Question

Illumina paired end fastq sequence identifiers and index primers

0

Entering edit mode

3.4 years ago

wormball ▴ 10

Hello!

I have some paired end illumina fastq files. In most of these the sequence identifiers are like this:

....
@GENOTEK:000:311CE525F:3:1101:17996:1000 1:N:0:TCTTCACA+ATTACTCG
@GENOTEK:000:311CE525F:3:1101:21938:1000 1:N:0:TCTTCACA+ATTACTCG
@GENOTEK:000:311CE525F:3:1101:1208:1016 1:N:0:TCTTCACA+ATTACTCG
@GENOTEK:000:311CE525F:3:1101:3558:1016 1:N:0:TCTTCACA+ATTACTCG
....

So as i can understand TCTTCACA+ATTACTCG constitutes first and second index primers which are attached to the fragment to differentiate one end from another.

But at least one pair of files has identifiers like this:

....
@GENOTEK:000:9589D2457:7:1101:12895:1362 1:N:0:NTTACTCG
@GENOTEK:000:9589D2457:7:1101:16011:1379 1:N:0:NTTACTCG
@GENOTEK:000:9589D2457:7:1101:17381:1432 1:N:0:NTTACTCG
....

....
@GENOTEK:000:9589D2457:7:1101:12895:1362 2:N:0:NTTACTCG
@GENOTEK:000:9589D2457:7:1101:16011:1379 2:N:0:NTTACTCG
@GENOTEK:000:9589D2457:7:1101:17381:1432 2:N:0:NTTACTCG
....

So it contains only one index primer, and moreover, it is equal at both ends.
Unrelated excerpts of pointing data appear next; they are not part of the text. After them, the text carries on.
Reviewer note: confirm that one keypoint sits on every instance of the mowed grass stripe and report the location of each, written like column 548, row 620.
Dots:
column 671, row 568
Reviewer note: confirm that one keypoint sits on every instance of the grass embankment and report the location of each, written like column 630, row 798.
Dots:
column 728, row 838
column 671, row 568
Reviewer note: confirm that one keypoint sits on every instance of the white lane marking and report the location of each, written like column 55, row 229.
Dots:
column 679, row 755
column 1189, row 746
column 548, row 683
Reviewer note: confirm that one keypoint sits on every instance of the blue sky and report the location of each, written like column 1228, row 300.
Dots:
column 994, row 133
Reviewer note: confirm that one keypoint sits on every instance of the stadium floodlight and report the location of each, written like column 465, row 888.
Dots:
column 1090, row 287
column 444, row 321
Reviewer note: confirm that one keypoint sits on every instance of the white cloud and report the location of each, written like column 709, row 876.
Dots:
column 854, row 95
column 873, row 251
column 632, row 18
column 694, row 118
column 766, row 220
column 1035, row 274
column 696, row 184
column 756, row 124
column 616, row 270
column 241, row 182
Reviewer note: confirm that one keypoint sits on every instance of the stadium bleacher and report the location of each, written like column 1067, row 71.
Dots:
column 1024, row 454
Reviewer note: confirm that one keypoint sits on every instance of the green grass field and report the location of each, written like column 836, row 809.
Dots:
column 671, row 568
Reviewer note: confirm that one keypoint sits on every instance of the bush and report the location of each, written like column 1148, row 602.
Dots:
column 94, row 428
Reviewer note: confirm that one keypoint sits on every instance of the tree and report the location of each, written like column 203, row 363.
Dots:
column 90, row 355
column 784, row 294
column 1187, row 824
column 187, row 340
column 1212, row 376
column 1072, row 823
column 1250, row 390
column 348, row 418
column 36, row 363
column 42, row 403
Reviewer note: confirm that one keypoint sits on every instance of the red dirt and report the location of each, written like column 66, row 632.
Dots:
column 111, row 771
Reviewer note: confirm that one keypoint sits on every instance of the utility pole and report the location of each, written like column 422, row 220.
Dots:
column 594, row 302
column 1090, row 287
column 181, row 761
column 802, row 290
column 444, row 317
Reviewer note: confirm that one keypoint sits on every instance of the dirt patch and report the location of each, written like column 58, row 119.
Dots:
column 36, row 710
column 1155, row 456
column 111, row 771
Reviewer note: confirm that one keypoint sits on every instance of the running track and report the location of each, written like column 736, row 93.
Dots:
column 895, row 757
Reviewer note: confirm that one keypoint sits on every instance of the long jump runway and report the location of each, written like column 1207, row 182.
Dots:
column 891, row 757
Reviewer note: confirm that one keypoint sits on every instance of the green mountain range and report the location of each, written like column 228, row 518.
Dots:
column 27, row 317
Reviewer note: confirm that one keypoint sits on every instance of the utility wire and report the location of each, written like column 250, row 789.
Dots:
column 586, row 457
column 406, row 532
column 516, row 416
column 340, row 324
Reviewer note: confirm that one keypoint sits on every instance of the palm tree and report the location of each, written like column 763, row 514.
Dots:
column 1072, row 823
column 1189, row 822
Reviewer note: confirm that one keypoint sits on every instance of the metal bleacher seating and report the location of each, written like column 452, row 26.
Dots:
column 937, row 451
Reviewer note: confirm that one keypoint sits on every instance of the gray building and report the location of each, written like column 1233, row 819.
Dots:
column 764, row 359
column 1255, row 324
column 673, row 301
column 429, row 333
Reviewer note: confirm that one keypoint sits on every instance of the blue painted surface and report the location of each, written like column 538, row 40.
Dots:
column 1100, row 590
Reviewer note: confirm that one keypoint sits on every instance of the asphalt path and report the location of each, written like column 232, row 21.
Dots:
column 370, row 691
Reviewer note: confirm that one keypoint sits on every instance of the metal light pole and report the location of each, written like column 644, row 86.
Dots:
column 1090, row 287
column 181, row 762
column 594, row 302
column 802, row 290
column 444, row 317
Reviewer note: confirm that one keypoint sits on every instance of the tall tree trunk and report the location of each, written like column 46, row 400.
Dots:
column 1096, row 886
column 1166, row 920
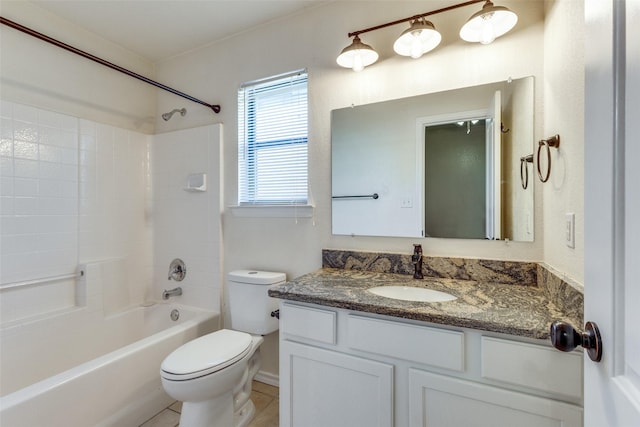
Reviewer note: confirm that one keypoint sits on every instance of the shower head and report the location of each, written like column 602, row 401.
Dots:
column 167, row 116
Does it mean it is impossible to distinguish one end of the fragment from another, so these are effectively single end reads?
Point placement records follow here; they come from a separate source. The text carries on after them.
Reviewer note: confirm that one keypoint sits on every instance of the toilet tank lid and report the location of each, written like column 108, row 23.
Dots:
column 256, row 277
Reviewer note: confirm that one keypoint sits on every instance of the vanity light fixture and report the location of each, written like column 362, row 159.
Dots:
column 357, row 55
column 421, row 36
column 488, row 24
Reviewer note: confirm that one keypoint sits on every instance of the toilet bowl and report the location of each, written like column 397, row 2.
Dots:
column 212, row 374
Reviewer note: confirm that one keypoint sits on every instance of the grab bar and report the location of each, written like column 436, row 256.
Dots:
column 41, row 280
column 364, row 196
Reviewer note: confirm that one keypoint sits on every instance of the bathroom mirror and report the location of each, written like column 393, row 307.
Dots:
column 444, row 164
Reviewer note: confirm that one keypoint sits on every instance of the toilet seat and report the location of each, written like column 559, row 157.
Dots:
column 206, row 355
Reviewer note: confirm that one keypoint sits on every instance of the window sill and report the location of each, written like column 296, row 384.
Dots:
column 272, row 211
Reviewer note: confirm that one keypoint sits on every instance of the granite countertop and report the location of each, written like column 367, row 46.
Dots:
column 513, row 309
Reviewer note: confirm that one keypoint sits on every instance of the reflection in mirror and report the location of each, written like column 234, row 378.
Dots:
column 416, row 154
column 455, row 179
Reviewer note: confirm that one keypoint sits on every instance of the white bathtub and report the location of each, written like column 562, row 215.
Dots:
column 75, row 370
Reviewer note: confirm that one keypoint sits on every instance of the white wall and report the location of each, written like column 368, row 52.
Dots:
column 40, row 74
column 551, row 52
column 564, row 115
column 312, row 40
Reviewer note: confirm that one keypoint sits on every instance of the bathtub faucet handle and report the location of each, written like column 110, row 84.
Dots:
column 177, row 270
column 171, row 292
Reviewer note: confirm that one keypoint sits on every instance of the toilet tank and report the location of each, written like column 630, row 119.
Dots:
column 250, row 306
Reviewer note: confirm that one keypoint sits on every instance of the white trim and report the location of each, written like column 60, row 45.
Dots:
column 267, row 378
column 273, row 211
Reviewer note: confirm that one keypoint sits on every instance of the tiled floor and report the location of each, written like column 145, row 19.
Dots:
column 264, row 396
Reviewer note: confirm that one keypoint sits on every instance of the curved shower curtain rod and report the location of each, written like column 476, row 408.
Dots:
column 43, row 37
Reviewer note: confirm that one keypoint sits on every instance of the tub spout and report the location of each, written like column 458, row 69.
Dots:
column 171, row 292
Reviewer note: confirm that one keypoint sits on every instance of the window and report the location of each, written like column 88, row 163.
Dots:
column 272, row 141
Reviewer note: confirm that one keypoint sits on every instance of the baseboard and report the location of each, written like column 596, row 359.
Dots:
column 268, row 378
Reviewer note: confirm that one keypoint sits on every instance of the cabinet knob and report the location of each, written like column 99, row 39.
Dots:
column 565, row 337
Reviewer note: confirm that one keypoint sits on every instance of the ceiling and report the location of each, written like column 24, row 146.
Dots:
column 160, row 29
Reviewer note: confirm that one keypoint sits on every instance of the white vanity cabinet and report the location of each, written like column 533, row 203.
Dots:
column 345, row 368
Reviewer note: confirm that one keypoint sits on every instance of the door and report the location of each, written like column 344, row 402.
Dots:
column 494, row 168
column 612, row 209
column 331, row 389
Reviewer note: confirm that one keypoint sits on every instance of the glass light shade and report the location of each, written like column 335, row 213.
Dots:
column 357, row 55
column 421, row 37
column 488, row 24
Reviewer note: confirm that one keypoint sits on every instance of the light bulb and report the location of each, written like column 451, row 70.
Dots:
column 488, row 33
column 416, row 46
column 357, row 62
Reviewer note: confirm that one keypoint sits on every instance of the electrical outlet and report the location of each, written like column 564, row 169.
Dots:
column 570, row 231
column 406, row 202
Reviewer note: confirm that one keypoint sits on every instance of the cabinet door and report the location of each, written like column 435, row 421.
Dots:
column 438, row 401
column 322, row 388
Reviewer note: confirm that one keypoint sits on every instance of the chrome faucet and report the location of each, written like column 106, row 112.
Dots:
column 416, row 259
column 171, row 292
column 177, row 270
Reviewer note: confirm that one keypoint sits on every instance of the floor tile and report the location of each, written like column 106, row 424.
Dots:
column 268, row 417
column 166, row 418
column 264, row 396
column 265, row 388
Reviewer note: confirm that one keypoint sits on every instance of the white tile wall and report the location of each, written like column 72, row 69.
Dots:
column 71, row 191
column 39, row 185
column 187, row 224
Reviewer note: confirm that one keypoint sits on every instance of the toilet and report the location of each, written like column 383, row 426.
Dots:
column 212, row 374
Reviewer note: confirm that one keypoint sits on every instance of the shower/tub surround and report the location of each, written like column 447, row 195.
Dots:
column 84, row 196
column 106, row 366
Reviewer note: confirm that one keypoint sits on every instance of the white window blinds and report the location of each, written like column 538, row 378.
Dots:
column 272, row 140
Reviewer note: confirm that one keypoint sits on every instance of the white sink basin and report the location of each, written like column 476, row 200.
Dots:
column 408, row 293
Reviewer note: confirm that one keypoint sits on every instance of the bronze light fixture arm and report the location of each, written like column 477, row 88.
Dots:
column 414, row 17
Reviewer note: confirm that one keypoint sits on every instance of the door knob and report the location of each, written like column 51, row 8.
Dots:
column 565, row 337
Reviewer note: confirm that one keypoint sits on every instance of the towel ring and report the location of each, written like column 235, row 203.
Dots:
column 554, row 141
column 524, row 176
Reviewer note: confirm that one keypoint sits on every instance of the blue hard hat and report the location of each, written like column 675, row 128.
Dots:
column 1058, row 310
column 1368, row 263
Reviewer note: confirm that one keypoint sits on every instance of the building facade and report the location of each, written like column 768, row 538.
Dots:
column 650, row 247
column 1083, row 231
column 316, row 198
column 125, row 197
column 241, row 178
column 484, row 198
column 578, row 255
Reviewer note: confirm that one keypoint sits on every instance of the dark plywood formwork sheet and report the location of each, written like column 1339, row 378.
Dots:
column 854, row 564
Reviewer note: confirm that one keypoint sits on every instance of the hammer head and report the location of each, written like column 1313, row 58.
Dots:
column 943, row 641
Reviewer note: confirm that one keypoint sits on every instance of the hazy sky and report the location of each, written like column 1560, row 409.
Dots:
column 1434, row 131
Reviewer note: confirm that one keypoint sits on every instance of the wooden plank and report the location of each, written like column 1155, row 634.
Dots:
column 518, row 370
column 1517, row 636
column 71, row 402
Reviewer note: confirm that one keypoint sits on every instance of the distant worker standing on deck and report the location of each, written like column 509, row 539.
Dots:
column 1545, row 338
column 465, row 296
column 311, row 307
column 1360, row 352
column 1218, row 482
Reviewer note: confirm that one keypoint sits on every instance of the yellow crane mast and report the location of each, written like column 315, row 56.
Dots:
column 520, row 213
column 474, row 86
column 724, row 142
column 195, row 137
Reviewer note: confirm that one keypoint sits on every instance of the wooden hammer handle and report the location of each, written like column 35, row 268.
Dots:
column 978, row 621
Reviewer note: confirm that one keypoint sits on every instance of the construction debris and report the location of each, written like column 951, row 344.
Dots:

And also all the files have run number 000. Is it the thing to worry about?

Thanks in advance.

fastq primers identifiers Illumina • 2.1k views

ADD COMMENT • link updated 3.4 years ago by GenoMax 147k • written 3.4 years ago by wormball ▴ 10

score 3 · Accepted Answer · 2021-06-17

@GENOTEK:000:9589D2457:7:1101:12895:1362 1:N:0:NTTACTCG <--- This set of data is using a single index.
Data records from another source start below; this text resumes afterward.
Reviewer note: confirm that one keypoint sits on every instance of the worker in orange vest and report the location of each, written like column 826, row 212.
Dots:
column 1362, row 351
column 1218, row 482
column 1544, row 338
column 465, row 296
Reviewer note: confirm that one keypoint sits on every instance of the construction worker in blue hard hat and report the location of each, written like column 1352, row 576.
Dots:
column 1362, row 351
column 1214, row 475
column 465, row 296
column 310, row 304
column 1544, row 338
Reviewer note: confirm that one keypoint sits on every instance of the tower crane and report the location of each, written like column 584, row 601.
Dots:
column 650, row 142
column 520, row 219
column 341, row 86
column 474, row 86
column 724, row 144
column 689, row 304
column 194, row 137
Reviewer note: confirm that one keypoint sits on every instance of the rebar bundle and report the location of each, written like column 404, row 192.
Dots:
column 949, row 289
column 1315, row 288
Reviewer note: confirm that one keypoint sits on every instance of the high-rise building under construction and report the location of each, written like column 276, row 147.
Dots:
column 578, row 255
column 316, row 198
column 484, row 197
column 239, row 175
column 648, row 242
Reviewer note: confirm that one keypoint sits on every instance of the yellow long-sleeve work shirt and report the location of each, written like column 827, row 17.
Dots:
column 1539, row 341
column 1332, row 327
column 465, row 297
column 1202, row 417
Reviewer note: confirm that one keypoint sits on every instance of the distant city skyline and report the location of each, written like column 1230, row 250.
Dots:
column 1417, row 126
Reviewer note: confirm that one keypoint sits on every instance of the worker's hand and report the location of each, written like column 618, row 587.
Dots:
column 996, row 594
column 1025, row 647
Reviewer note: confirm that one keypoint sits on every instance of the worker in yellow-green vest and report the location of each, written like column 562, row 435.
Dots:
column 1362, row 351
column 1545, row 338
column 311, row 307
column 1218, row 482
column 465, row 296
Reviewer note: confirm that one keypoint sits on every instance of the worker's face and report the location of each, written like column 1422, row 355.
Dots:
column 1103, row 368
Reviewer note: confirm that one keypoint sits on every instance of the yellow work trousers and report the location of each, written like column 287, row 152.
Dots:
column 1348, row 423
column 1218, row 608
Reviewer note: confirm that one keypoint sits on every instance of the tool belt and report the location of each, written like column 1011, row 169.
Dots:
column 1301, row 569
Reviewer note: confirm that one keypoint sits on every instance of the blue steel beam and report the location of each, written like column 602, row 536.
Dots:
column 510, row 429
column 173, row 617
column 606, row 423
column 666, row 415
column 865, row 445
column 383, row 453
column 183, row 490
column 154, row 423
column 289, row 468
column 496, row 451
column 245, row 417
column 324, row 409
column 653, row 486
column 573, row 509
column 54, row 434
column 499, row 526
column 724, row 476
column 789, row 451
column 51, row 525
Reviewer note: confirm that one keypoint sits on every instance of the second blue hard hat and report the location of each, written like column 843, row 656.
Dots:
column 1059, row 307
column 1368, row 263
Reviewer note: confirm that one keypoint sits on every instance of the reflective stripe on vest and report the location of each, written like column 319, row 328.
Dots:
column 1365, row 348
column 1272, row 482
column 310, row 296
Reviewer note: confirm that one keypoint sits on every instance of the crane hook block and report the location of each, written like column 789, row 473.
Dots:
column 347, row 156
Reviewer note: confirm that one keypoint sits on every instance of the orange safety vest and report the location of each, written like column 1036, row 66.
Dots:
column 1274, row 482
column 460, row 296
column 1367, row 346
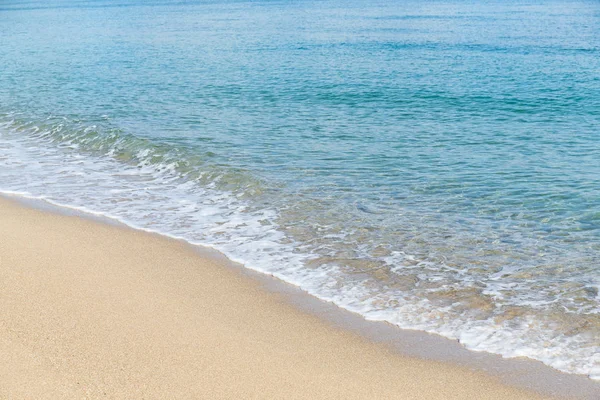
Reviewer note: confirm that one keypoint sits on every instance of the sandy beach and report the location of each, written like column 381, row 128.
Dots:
column 91, row 310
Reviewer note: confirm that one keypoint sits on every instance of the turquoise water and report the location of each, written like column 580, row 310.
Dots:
column 434, row 164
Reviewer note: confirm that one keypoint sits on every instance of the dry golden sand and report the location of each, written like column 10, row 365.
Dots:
column 89, row 310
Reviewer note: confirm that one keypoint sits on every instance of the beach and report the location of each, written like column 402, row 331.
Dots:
column 91, row 310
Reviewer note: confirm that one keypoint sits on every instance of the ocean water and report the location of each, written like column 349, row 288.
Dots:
column 434, row 164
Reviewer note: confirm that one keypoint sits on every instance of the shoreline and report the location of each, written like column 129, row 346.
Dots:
column 147, row 290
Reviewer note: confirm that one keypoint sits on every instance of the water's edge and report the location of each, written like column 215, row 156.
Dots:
column 518, row 372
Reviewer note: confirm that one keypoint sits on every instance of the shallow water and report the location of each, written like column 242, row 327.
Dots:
column 432, row 164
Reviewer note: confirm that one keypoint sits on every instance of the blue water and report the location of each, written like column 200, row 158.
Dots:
column 434, row 164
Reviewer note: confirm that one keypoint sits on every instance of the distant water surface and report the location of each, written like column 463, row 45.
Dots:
column 434, row 164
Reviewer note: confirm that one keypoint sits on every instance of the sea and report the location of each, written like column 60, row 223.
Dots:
column 430, row 163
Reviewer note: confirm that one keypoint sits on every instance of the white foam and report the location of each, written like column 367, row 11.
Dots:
column 152, row 197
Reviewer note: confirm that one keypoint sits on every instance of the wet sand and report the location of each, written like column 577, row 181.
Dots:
column 91, row 310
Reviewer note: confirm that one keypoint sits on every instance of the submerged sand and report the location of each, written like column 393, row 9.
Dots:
column 90, row 310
@GENOTEK:000:311CE525F:3:1101:3558:1016 1:N:0:TCTTCACA+ATTACTCG <-- This dataset is using two indexes

In Illumina sequencing index reads are never part of actual sequence and are read independently. This has nothing to do with distinguishing one end of fragment from another. If you have paired-end sequencing data then you are sampling each fragment from both ends. If you have single end sequencing data then the fragment is sampled from only one end. In both cases you can have a single index or two indexes. Indexes are simply being used to label samples to allow bioinformatic read separation after the run.

And also all the files have run number 000. Is it the thing to worry about?

That should not be a cause of worry. My assumption is that the name may have been changed afterwards.